Приходская церковь не смогла вместить на пасху всех пришедших к мессе, почти половину храма заполнили итальянские солдаты, которые потом все пожелали исповедоваться и причаститься. Меня это несказанно удивило. Во-первых, я удивлялся тому, кто их исповедовал, во-вторых, кто осмелился отпустить им страшное прегрешение — ведь они уничтожили мою родину! А это, как известно, смертный грех.

Когда мы уходили из церкви, женщины перешептывались между собой — говорили, что таких набожных людей, как эти итальянские солдаты, они еще не видывали. Все оккупанты приняли святое причастие — все до единого.

А я негодовал при мысли, как они посмели его принять!

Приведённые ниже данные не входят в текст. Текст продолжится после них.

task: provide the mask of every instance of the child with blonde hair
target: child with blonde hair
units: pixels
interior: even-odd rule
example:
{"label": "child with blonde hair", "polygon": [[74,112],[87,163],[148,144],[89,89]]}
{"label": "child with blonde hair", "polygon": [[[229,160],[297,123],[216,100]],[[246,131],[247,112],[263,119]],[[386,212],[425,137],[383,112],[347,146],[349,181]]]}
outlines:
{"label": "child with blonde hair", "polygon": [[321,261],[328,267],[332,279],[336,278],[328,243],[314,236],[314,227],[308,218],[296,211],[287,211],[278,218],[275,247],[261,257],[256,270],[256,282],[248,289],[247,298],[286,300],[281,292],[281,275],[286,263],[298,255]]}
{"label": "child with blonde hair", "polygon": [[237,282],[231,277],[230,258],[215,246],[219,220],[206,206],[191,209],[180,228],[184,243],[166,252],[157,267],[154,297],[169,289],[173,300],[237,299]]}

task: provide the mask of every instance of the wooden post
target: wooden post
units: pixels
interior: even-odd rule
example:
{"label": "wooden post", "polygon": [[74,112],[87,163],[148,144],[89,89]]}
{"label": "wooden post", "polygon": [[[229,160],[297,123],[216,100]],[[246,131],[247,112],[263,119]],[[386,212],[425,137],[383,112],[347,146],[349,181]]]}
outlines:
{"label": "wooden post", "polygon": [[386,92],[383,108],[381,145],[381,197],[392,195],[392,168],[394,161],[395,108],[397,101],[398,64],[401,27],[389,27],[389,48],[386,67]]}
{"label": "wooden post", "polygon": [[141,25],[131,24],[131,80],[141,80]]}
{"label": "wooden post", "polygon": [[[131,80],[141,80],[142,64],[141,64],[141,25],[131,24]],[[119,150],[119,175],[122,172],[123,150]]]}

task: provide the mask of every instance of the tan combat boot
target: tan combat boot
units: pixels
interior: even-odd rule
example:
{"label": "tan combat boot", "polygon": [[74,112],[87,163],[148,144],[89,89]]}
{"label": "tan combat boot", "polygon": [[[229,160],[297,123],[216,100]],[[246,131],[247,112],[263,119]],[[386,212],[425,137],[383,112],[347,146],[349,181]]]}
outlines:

Неподалеку от церкви, чуть ниже по склону холма, около усадьбы Чопа собралась целая толпа этих добродушных солдатишек в шляпах с перьями, многие из них были в черных рубашках, с заткнутыми за пояс ножами, блестящими как зеркало. Наверное, они гляделись в них, когда брились.

Мы, ребятишки, останавливались около них, когда они с нами заговаривали. И хотя мы их не понимали, у нас возникали дружеские отношения, и они прикалывали нам значки с топориком и вязанкой дров. У всех у нас были такие значки. Лишь дома нам родители объяснили, что это фашистская эмблема и мы должны значки немедленно снять.